This is my favourite of all tomato sauces, yes simply the best.
It’s available in all kinds of glass and plastic bottles sachets and containers, but the stuff inside is all the same.
Heinz tomato sauce is as popular over here in England, as it is all over the world. Originally from the USA, we have adopted it over here as one of our own. Probably the best known and most popular of Heinz 57 varieties, it is present on every café table in England, in every town, city and metropolis. In fact the yanks pinched it off the Chinese, and it was originally called ke-tsiap or something, which means fish sauce, obviously it was hi jacked when America was a big melting pot of cultures and stolen by the Germans. Maybe they put a beach towel over it or something and claimed they were using it ?
Without Heinz tomato sauce, I am sure the wheels of British industry would stop turning. Every works canteen in the country is home to the delicious, red, flavoursome, tomato treat. Every bacon buttie in the country has a drop on top. Every road side burger van and every greasy spoon café, has a copious supply ready to drown the filthy food they serve with some kind of flavour.
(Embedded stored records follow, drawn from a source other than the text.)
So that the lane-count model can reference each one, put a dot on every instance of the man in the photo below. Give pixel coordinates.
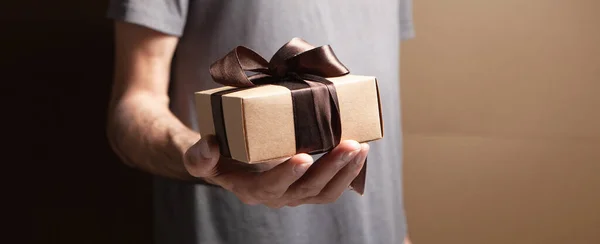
(163, 51)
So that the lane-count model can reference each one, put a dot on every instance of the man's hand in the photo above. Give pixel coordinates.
(292, 182)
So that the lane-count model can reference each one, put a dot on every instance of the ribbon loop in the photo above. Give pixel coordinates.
(302, 68)
(231, 69)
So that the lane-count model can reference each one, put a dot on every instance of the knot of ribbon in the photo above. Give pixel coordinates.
(303, 69)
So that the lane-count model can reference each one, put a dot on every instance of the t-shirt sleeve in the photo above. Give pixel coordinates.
(407, 29)
(166, 16)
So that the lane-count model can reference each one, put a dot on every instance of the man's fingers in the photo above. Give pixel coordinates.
(254, 188)
(336, 187)
(272, 184)
(323, 171)
(201, 159)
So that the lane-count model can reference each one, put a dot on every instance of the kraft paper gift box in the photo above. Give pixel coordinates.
(302, 101)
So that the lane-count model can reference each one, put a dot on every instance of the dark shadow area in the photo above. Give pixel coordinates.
(57, 57)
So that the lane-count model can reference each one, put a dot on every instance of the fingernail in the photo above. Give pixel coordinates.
(205, 149)
(359, 160)
(349, 155)
(301, 168)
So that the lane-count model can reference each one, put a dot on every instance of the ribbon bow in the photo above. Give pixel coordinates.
(300, 67)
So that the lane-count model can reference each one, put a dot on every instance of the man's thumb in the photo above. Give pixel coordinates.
(201, 158)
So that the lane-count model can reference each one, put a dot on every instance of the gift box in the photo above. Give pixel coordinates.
(304, 100)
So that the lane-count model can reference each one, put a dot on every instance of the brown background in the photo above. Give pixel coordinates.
(501, 108)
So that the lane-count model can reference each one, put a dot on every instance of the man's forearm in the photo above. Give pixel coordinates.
(146, 135)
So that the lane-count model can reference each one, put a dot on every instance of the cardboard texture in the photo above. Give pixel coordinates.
(501, 121)
(260, 122)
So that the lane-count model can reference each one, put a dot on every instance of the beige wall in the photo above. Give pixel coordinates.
(501, 108)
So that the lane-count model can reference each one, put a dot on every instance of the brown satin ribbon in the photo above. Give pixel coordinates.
(301, 68)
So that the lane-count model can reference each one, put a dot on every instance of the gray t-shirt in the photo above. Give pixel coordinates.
(365, 36)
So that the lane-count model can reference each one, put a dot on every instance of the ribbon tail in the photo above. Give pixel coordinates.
(359, 183)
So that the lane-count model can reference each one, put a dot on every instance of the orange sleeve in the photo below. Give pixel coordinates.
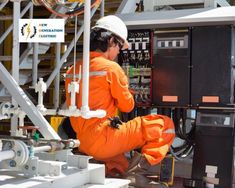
(119, 88)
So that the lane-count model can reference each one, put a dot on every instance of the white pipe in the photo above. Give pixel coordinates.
(75, 113)
(9, 154)
(86, 57)
(85, 110)
(41, 149)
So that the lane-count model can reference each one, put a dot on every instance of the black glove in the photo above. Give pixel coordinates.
(115, 122)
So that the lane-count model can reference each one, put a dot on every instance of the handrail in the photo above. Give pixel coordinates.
(57, 69)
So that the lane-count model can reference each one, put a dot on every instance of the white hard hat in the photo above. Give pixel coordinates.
(115, 25)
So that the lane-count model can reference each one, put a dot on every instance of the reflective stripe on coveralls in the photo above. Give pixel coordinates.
(96, 73)
(152, 133)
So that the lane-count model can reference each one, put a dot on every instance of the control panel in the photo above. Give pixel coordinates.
(136, 61)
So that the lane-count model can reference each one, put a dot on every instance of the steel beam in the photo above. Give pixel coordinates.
(127, 6)
(26, 105)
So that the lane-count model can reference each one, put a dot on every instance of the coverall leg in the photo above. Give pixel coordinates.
(152, 133)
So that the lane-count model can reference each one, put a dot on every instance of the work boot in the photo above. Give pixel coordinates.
(140, 181)
(138, 164)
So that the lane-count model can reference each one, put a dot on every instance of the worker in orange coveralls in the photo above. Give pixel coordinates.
(108, 90)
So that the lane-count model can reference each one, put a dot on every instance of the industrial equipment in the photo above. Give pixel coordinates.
(180, 63)
(192, 81)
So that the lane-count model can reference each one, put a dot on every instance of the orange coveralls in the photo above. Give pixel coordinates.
(108, 90)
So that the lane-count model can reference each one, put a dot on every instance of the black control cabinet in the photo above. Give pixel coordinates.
(212, 65)
(194, 67)
(171, 68)
(213, 151)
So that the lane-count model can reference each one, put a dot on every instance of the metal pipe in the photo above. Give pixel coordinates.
(57, 69)
(86, 57)
(9, 154)
(57, 78)
(41, 149)
(35, 63)
(9, 29)
(26, 104)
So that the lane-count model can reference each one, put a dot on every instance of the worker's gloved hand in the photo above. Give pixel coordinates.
(115, 122)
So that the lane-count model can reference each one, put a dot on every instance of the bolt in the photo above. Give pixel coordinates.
(12, 163)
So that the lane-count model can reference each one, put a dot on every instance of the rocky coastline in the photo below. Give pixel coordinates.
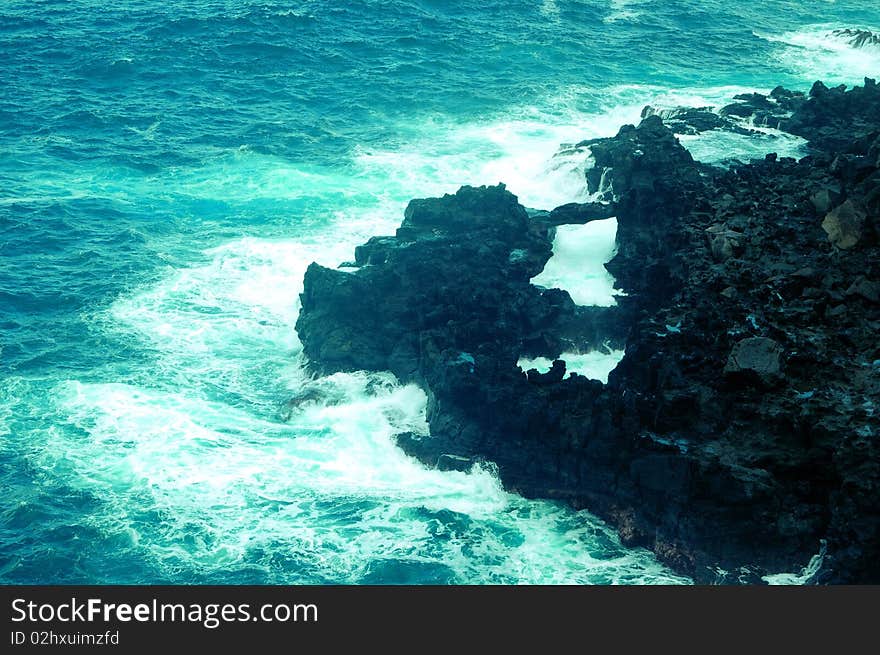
(738, 436)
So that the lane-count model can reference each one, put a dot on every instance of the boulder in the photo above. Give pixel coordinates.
(844, 224)
(756, 355)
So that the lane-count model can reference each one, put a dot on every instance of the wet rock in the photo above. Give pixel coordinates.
(756, 355)
(739, 429)
(844, 225)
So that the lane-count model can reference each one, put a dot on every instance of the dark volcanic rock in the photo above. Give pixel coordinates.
(740, 431)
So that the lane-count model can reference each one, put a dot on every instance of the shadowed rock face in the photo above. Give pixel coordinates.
(740, 429)
(859, 38)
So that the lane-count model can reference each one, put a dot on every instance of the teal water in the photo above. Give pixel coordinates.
(167, 172)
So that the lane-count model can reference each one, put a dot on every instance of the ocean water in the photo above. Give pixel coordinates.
(167, 172)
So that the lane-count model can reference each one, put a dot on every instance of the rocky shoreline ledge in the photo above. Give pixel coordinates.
(739, 434)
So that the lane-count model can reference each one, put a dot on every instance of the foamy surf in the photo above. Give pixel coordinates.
(595, 365)
(822, 52)
(577, 265)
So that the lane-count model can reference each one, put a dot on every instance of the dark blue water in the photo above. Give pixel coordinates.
(167, 172)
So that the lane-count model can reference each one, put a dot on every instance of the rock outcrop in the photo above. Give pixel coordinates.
(739, 434)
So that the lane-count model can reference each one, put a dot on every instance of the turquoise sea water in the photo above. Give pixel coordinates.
(167, 172)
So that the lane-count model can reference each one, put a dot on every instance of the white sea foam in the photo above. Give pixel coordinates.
(817, 53)
(716, 146)
(577, 264)
(328, 489)
(595, 364)
(804, 575)
(202, 442)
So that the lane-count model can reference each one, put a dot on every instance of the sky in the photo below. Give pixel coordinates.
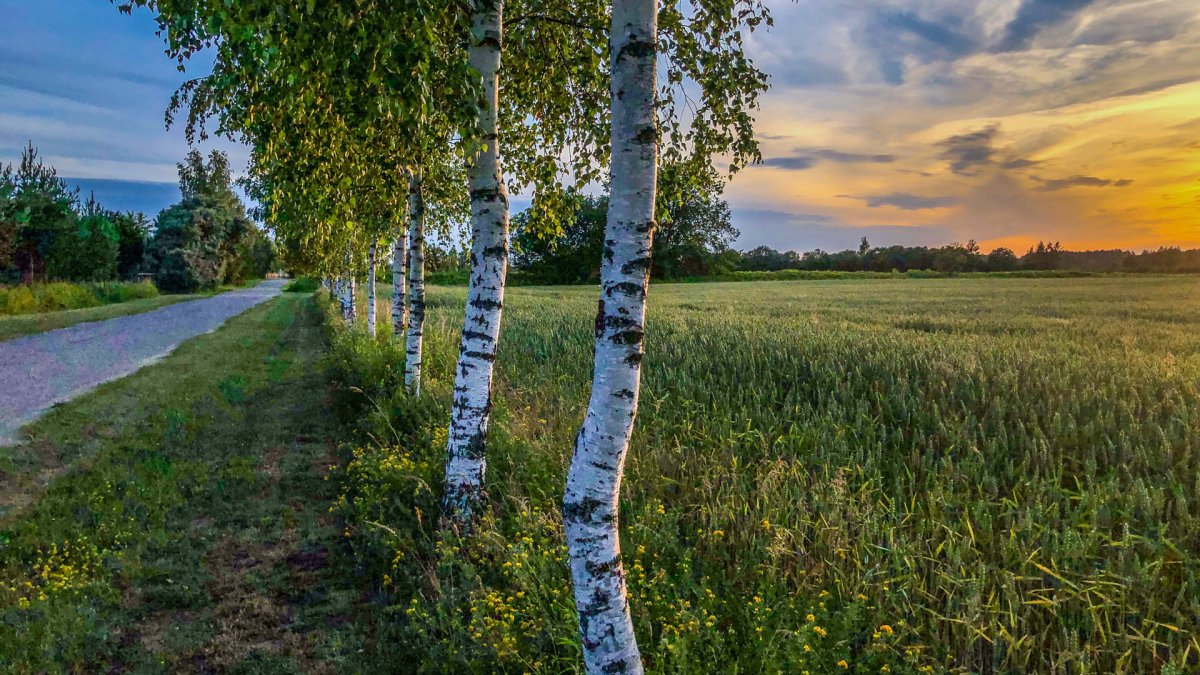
(905, 121)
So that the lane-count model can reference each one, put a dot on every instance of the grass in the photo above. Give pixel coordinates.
(180, 524)
(967, 475)
(31, 323)
(27, 324)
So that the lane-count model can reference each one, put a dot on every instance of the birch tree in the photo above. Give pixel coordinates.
(549, 109)
(485, 296)
(372, 262)
(399, 279)
(593, 484)
(415, 336)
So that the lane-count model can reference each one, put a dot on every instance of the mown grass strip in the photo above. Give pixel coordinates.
(186, 529)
Heinz tomato sauce is a delicious accompaniment to almost any meal you can care to think of. Anything from chips, baked potatoes, pies, pasta, spaghetti, BBQs, salsa, chilli, curry, sausage, vege burgers, tofu, also good to add to recipes to add flavour to sauces, and casseroles. They say it is great as a cooking ingredient, but I don’t get that one, as with many processed foods its loaded with sugar, and all you really need to add to your recipes instead of Heinz tomato ketchup is tomato paste and/or a bit of sugar. I’m not convinced it would add to any particular recipe I could think of, just dollop a bit on top when your done, that’s what I say....
The latest slogan over here for Heinz tomato sauce, is “you cant eat without it”, which is funny because, there is a greasy spoon café in my town, who are so fond of it, they will not let you leave until you have had some on your chips.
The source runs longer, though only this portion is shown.